Jonathan Espínola

Personal information
- Full name: Jonathan Jesús Espínola
- Date of birth: 18 April 2002 (age 24)
- Place of birth: Iturbe, Paraguay
- Height: 1.80 m (5 ft 11 in)
- Position: Defender

Team information
- Current team: Guaraní
- Number: 24

Youth career
- 2021: Magallanes

Senior career*
- Years: Team / Apps / (Gls)
- 2021–2023: Magallanes / 8 / (0)
- 2023: → Deportes Concepción (loan) / 12 / (1)
- 2024–2026: Deportes Concepción / 40 / (3)
- 2026–: Guaraní / 1 / (0)

= Jonathan Espínola =

Paraguayan footballer

Jonathan Jesús Espínola (born 18 April 2002) is a Paraguayan footballer who plays as a defender for Paraguayan Primera División club Guaraní. He can operate as a left-back or a centre-back.

==Club career==
Espínola started his career with Chilean club Magallanes in 2021. A player during a successful stint of the club, he was part of the squad that won the 2022 Primera B, the 2022 Copa Chile and the 2023 Supercopa de Chile. He continued with them for the 2023 Primera División and was loaned out to Deportes Concepción for the second half of 2023.

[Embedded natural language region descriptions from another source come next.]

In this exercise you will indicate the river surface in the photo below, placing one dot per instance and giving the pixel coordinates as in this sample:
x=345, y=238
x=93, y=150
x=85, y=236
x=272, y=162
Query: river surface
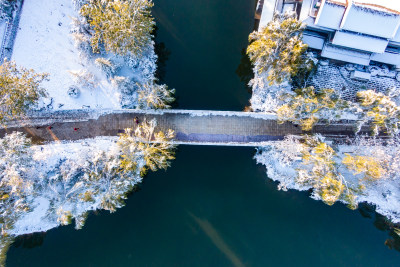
x=214, y=206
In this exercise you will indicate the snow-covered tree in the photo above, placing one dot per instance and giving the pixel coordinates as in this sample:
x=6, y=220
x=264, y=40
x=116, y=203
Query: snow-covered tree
x=319, y=171
x=106, y=66
x=122, y=26
x=278, y=50
x=20, y=90
x=15, y=179
x=5, y=243
x=309, y=106
x=380, y=110
x=154, y=147
x=78, y=4
x=155, y=96
x=84, y=78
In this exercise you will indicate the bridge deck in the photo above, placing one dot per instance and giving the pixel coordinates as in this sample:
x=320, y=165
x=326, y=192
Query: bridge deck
x=191, y=127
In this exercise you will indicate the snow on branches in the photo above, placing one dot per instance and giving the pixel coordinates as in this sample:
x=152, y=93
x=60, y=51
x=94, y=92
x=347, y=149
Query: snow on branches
x=278, y=50
x=44, y=186
x=155, y=96
x=20, y=90
x=123, y=27
x=365, y=170
x=309, y=106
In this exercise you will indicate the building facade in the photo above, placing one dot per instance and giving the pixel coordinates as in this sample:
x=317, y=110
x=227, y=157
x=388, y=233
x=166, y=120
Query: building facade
x=361, y=32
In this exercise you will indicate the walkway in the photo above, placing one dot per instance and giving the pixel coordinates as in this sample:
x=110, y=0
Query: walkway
x=191, y=127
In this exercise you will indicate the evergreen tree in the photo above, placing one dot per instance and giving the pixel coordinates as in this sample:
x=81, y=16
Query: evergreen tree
x=122, y=26
x=278, y=49
x=19, y=90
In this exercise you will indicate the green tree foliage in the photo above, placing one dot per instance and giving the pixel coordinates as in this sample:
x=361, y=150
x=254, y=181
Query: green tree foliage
x=307, y=107
x=122, y=26
x=278, y=49
x=155, y=96
x=20, y=90
x=154, y=147
x=380, y=110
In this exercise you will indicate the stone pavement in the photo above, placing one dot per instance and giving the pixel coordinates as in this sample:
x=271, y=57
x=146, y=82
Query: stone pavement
x=191, y=127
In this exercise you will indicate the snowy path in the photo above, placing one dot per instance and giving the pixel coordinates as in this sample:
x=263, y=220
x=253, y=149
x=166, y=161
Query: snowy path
x=191, y=127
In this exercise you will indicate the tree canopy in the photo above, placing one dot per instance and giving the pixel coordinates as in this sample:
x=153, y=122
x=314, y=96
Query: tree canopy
x=20, y=90
x=122, y=26
x=278, y=49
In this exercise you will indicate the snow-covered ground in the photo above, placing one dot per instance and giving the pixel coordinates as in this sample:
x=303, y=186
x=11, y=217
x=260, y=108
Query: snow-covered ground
x=44, y=43
x=283, y=158
x=51, y=160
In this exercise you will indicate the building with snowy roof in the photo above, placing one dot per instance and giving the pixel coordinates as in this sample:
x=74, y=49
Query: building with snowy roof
x=354, y=31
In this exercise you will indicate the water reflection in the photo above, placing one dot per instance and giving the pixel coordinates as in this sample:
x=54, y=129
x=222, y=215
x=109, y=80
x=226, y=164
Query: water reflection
x=29, y=241
x=163, y=54
x=383, y=224
x=245, y=70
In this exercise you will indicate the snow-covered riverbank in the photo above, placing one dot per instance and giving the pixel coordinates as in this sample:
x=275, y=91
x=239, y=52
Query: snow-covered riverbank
x=46, y=43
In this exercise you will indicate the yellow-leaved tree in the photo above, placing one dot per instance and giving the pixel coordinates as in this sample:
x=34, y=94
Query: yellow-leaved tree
x=321, y=172
x=122, y=26
x=20, y=90
x=278, y=49
x=155, y=96
x=380, y=110
x=155, y=148
x=371, y=168
x=307, y=107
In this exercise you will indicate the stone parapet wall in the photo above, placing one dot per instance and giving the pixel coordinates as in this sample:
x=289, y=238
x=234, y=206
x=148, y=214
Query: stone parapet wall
x=192, y=127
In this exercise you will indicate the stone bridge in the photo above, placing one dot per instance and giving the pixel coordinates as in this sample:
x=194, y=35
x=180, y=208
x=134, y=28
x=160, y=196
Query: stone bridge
x=190, y=126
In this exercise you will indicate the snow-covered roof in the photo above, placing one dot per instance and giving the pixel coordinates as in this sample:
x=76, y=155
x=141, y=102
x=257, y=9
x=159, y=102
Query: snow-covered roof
x=346, y=55
x=388, y=58
x=380, y=5
x=316, y=42
x=364, y=20
x=360, y=42
x=330, y=15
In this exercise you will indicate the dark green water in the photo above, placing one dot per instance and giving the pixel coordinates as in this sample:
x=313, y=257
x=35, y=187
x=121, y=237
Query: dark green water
x=214, y=206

In 2024, Espínola continued with Deportes Concepción. An important player, he helped them to get two consecutives promotions to the 2025 Primera B de Chile winning the 2024 Segunda División Profesional de Chile, and the 2026 Liga de Primera.

In June 2026, Espínola ended his contract with Deportes Concepción and returned to his homeland signing with Guaraní in the top division. He made his debut with Guaraní in the 1–2 home loss against Sportivo Luqueño on 27 July.